Find the X coordinate with slope of -2

1. Dec 10, 2008

smith007

1. The problem statement, all variables and given/known data

Function defined as:

y = The integral from 0 to x2 of 1 / (1 - Sqrt(t) + t)

There exists a point where the slope of the tangeant is = -2. Find the x coordinate at this point.

2. Relevant equations

Fundemental Theorem of Calculus

3. The attempt at a solution

If I use FTC and replace t with x2. Then I get two equations because sqrt(x2) is +/- x. I use those to create two seperate equations.

y = 2x and y = 2x/1+2x

These should be 2 equations for the tangeant line but I am unsure what to do next.

This was on my exam yesterday and I tried some things, none of which seemed right. I know I lost mark just would like to know how many. :)

2. Dec 10, 2008

gabbagabbahey

Assuming you mean: $$y(x)\equiv \int_0^{x^2} \frac{1}{1-\sqrt{t}+t}dt$$ and y'(x)=2x or 2x/(1+2x) , then you have the right idea. However, $$1-\sqrt{x^2}+x^2=1-|x|+x^2$$ not 1 or 1+2x!.....And y'(x) is the equation for the slope of the tangent line, not the tangent line itself!

So, where does y'(x)=-2?

3. Dec 10, 2008

smith007

I forgot one of the squares on the bottom, bad mistake.

So my equation becomes:
y' = 2x / 1 - |x| + x2

-2 = 2x / 1 - |x| + x2 but we know x is positive because of the range of the original question so it becomes:

-2 = 2x / 1 - x + x2

Solve for x = 1? I still don't think that is quite right.

4. Dec 10, 2008

HallsofIvy

Staff Emeritus
Where did this come from? You didn't say anything about a range or domain (which is what I think you really mean) before. The only reference to the variable was a "x2 in which x can be positive of negative.

That isn't at all right because x= 1 does NOT satify that equation!

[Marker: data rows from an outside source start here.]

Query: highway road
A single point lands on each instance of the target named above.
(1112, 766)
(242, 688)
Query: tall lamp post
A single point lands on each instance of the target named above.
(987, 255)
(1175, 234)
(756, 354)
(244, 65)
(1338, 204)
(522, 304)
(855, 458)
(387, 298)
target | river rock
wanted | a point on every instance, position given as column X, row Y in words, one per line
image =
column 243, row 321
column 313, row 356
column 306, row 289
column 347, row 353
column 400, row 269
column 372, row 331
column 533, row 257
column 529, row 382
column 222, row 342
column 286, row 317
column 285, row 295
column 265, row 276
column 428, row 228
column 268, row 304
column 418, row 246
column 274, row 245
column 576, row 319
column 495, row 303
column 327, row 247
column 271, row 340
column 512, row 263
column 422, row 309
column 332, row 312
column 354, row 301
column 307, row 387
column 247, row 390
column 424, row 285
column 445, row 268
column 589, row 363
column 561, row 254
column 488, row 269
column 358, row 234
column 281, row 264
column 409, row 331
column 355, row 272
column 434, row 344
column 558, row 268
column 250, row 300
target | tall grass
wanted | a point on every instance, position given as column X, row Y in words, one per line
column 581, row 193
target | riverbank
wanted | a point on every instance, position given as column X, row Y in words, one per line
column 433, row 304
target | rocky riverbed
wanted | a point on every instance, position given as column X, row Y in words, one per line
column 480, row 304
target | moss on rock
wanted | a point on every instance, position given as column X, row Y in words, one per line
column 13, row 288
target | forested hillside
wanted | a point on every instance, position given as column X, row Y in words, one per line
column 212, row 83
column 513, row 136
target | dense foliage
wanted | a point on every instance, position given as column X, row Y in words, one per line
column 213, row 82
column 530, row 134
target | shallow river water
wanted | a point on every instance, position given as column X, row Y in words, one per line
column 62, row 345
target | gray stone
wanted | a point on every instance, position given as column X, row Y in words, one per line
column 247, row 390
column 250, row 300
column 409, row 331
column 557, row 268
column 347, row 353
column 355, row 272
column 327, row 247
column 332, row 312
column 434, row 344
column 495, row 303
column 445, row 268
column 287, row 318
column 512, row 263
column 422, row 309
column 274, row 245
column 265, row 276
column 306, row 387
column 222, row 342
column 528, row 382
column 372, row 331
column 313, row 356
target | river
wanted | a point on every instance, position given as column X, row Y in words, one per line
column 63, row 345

But if you take x to be negative then you must have -2= 2x/(1+ x+ x2) so that -1- x- x2= x or x2+ 2x+ 1= 0. What negative solution does that have? Does it satisfy -2= 2x/(1- |x|+ x2)?

5. Dec 10, 2008

gabbagabbahey

As Halls said, unless you are explicitly told that x must be positive, you must examine two cases: (1)x is positive and (2)x is negative.